8/28-8/30: Lecture Notes

In last week’s lecture, we covered a basic gradient descent algorithm with a fixed \eta . We also found the maximum number of iterations this algorithm can take, \frac{D^2 L^2}{\epsilon ^2} . Unfortunately, this is not polynomial in the length of the inputs. The length of the \epsilon input is only \log \epsilon , so the algorithm is exponential in the length of this input.

Fortunately, a slight change to the gradient descent algorithm can achieve polynomial runtime. The key idea behind this modification is to alter \eta at each update to find the best value for the next step. The new gradient descent algorithm is:

While \|\nabla f(x)\|^2 > \alpha\epsilon ,

  • find \delta that minimizes f(x_t - \delta\nabla f(x)) ,
  • set x^{t+1} = x^t - \delta\nabla f(x) .

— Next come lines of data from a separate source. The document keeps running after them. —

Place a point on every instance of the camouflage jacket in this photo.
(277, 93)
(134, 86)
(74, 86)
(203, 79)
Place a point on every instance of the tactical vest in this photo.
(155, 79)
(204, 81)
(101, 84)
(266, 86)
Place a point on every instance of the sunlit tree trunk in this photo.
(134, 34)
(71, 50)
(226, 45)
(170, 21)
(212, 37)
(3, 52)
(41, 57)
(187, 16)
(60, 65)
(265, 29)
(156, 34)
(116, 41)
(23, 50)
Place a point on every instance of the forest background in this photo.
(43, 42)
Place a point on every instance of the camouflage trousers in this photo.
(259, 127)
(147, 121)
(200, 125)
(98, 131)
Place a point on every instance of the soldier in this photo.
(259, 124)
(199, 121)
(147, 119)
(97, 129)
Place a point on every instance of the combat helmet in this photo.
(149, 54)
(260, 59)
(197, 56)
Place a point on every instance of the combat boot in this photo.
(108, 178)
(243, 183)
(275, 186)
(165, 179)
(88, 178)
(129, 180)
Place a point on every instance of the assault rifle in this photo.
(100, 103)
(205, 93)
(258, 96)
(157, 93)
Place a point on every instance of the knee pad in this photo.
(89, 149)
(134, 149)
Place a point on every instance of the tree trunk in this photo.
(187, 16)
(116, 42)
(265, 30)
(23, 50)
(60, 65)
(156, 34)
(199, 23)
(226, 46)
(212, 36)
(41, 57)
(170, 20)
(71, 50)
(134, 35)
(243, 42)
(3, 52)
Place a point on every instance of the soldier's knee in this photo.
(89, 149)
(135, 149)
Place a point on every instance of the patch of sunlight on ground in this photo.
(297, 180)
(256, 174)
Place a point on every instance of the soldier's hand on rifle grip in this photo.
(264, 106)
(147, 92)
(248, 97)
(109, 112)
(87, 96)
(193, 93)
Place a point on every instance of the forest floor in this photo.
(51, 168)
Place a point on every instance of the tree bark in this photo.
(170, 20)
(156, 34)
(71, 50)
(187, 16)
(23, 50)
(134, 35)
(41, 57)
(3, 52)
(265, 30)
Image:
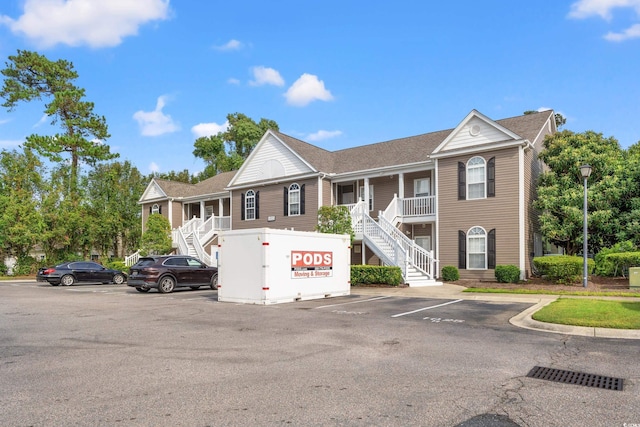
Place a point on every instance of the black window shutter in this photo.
(491, 177)
(491, 256)
(462, 249)
(462, 181)
(257, 204)
(286, 201)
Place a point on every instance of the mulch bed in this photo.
(595, 284)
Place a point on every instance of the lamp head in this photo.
(585, 171)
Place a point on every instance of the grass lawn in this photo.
(591, 312)
(550, 292)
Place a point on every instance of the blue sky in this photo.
(334, 73)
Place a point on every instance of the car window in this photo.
(145, 261)
(182, 262)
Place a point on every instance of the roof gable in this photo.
(271, 159)
(476, 130)
(153, 192)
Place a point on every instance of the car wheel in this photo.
(166, 285)
(67, 280)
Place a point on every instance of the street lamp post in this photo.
(585, 171)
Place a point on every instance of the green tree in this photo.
(20, 221)
(560, 190)
(226, 151)
(113, 191)
(335, 220)
(156, 240)
(30, 76)
(559, 118)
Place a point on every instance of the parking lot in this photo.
(106, 354)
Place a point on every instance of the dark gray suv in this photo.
(171, 271)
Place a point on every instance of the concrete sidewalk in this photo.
(522, 320)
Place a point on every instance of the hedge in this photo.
(450, 273)
(564, 269)
(375, 274)
(507, 273)
(622, 261)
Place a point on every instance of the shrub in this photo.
(564, 269)
(450, 273)
(375, 274)
(622, 261)
(605, 266)
(507, 273)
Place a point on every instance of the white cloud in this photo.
(154, 123)
(208, 129)
(307, 89)
(632, 32)
(323, 134)
(586, 8)
(603, 8)
(266, 76)
(8, 143)
(95, 23)
(230, 45)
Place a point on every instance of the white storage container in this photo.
(269, 266)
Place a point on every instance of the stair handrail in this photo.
(372, 229)
(418, 257)
(180, 241)
(202, 254)
(129, 260)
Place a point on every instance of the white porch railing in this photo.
(132, 259)
(408, 207)
(196, 233)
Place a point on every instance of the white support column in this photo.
(366, 192)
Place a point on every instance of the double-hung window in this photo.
(250, 205)
(476, 178)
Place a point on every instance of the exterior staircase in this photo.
(418, 265)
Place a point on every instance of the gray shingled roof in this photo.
(413, 149)
(211, 185)
(402, 151)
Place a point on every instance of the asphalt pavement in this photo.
(522, 320)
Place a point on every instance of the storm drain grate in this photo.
(577, 378)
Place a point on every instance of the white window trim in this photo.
(486, 248)
(294, 190)
(484, 181)
(246, 207)
(415, 187)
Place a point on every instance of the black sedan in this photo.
(69, 273)
(171, 271)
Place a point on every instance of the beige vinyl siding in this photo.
(409, 190)
(384, 188)
(271, 203)
(499, 212)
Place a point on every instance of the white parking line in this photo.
(426, 308)
(351, 302)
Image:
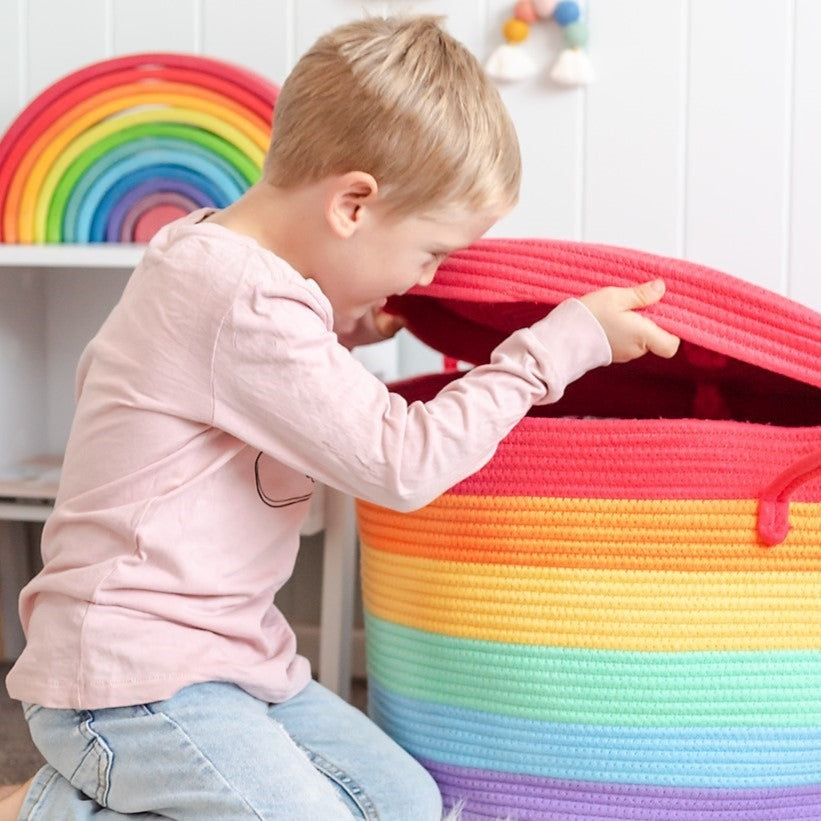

This new algorithm requires stronger assumptions than the basic gradient descent algorithm. It requires the function to be not just convex, but strongly convex (recall the definition of \alpha -strongly convex from last week’s lecture, \forall y, y^\mathsf{T} \nabla^2 f(x)y > \alpha \|y\|^2 ). It also requires a similar upper bound for the Hessian.

Lemma. \forall y, y^\mathsf{T} \nabla^2 f(x)y < \beta \|y\|^2 implies that

f(x) + \nabla f(x) (y-x) + \alpha \|y-x\|^2 \leq f(y) \leq f(x) + \nabla f(x) (y-x) + \beta \|y-x\|^2

for all x and y .

Theorem 1. For an \alpha -strongly convex function f , assume that f(x^0) \leq \min f(x) + A , where A is some arbitrary large value.  Further suppose that for all x, y ,

\alpha \|y\|^2 \leq y^\mathsf{T} \nabla^2 f(x) y \leq \beta \|y\|^2

Then, the modified gradient descent algorithm finds a point x such that f(x) \leq \min f(x) + \epsilon in at most O(\frac{\beta}{\alpha} \log \frac{A}{\epsilon}) steps.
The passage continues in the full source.